A close view of a person with a tool belt
Better apprenticeships are vital for productivity.
Image: Unsplash/Callum Hill

As well as encouraging companies to invest and expand, the government needs to incentivise people to start new companies. For example, the UK has lost three-quarters of a million self-employed workers since February 2020.

To encourage more start-ups, the UK government, the devolved administrations and councils need to come together to develop strategic plans for different regions. This includes making better use of universities as local hubs for expertise and developing clusters of similar firms based on local specialisms that can help one another by sharing equipment and collaborating. Plans exist, but need to be actioned; levelling up must be more than a catchy slogan.

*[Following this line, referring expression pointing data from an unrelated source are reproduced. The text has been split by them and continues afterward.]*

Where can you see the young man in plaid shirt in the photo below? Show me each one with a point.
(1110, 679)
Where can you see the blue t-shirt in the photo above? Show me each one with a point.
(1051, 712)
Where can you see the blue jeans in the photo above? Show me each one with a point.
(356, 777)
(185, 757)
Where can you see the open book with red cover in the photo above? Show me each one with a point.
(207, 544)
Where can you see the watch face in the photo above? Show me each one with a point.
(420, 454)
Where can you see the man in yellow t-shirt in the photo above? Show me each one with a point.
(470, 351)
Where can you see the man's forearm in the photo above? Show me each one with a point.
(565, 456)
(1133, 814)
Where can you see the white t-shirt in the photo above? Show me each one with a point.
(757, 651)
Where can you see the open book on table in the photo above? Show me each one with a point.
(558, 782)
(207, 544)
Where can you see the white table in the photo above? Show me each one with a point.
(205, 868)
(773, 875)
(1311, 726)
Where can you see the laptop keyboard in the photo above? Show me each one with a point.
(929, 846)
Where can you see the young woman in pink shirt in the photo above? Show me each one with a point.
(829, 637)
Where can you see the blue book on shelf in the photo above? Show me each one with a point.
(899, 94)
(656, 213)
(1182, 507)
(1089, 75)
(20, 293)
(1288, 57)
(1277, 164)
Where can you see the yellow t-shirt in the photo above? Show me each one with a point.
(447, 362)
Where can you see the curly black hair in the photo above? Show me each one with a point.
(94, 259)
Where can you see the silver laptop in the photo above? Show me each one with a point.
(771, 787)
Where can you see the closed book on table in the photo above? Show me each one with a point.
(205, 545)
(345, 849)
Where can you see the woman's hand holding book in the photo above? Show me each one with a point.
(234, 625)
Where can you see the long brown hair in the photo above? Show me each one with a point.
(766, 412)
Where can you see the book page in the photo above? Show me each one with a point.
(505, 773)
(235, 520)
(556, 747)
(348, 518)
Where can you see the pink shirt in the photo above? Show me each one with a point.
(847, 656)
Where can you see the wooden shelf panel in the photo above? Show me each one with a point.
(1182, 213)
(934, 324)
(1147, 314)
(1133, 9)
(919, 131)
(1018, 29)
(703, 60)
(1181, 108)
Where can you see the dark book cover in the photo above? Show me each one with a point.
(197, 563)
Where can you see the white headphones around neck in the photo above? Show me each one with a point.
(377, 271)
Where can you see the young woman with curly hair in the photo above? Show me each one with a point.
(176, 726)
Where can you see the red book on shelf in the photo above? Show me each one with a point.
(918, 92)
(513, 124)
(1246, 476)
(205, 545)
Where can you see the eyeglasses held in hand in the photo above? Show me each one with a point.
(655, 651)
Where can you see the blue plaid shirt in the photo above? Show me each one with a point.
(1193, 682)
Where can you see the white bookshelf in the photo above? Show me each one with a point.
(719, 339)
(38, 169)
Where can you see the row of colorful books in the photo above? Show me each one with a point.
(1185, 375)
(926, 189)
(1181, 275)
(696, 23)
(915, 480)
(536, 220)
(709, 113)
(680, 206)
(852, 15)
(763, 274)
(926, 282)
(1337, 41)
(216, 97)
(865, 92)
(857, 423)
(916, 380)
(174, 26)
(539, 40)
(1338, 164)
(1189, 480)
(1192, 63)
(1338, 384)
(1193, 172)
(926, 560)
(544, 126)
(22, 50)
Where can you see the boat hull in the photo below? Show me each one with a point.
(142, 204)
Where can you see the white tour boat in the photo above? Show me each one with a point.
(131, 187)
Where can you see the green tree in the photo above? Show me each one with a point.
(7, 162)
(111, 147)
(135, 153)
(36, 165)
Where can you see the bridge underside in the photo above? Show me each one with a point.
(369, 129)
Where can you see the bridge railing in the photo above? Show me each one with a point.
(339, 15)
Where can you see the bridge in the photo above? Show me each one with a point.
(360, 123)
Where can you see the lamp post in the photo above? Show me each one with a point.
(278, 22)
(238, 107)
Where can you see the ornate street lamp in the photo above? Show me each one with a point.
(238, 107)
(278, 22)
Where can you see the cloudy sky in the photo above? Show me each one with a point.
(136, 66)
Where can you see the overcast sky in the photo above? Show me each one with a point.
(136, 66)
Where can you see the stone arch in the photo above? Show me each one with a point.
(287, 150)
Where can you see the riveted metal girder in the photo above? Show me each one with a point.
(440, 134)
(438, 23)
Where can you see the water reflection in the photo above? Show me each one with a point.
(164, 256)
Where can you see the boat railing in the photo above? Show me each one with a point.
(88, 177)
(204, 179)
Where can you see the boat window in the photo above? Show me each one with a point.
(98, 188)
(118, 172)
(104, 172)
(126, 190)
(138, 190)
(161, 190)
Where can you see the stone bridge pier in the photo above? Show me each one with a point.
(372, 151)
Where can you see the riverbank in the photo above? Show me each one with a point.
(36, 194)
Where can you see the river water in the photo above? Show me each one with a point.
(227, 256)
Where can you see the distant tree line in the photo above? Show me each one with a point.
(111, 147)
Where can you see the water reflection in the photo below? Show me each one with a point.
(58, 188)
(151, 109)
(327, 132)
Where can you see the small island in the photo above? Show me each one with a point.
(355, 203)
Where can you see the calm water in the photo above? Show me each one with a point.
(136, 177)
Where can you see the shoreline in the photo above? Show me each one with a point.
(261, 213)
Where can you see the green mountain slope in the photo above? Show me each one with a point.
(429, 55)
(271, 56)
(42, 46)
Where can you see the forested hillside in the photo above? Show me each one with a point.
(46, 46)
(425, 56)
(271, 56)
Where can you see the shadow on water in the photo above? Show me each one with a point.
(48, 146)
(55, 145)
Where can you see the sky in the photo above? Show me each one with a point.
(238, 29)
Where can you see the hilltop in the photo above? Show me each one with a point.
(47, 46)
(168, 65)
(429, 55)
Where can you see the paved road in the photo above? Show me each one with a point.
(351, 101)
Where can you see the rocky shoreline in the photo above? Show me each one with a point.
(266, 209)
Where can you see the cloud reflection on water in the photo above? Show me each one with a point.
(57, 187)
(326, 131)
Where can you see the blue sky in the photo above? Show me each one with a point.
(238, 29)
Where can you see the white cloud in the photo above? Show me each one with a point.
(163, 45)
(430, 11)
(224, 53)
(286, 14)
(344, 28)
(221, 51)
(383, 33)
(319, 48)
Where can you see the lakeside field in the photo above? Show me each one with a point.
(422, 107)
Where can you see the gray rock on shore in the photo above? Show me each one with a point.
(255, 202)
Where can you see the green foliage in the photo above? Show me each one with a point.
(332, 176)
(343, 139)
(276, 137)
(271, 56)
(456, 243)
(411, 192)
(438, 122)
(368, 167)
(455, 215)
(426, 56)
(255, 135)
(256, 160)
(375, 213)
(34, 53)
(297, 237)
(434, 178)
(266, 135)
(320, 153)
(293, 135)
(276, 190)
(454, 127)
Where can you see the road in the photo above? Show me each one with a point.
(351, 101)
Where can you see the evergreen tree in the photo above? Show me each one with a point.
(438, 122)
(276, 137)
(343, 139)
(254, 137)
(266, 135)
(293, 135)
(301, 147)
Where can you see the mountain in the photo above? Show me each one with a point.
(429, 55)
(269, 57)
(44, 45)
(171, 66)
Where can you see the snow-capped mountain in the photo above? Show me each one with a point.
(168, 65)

Public investment has to be part of the picture. This especially includes education, both at school, where upgraded facilities are required to ensure that young people are fully trained in the latest technology; and for over-18s, with a clearer balance between university and apprenticeship training.

Getting east to west is about to become substantially easier in London thanks to Crossrail, but remains tortuous elsewhere, whether from Leeds to Manchester or Edinburgh to Glasgow. Quicker transport links improve the mobility of goods and labour, while truly upgrading internet connections (full fibre and 5G) improves links when travel isn’t necessary. Both improve productivity.

Inevitably, these kinds of interventions involve further spending. But this has to be viewed as a long-term solution. After WWII, government debt was well over 200% of GDP and took 50 years to be paid off. The same time scale can be considered now.

UK Chancellor Rishi Sunak has been talking a lot about the need to unlock investment and raise productivity, but there is still very little detail about what the government intends to do. There are lots of economic benefits to raising productivity, but bringing down inflation is the one that everyone seems to have missed.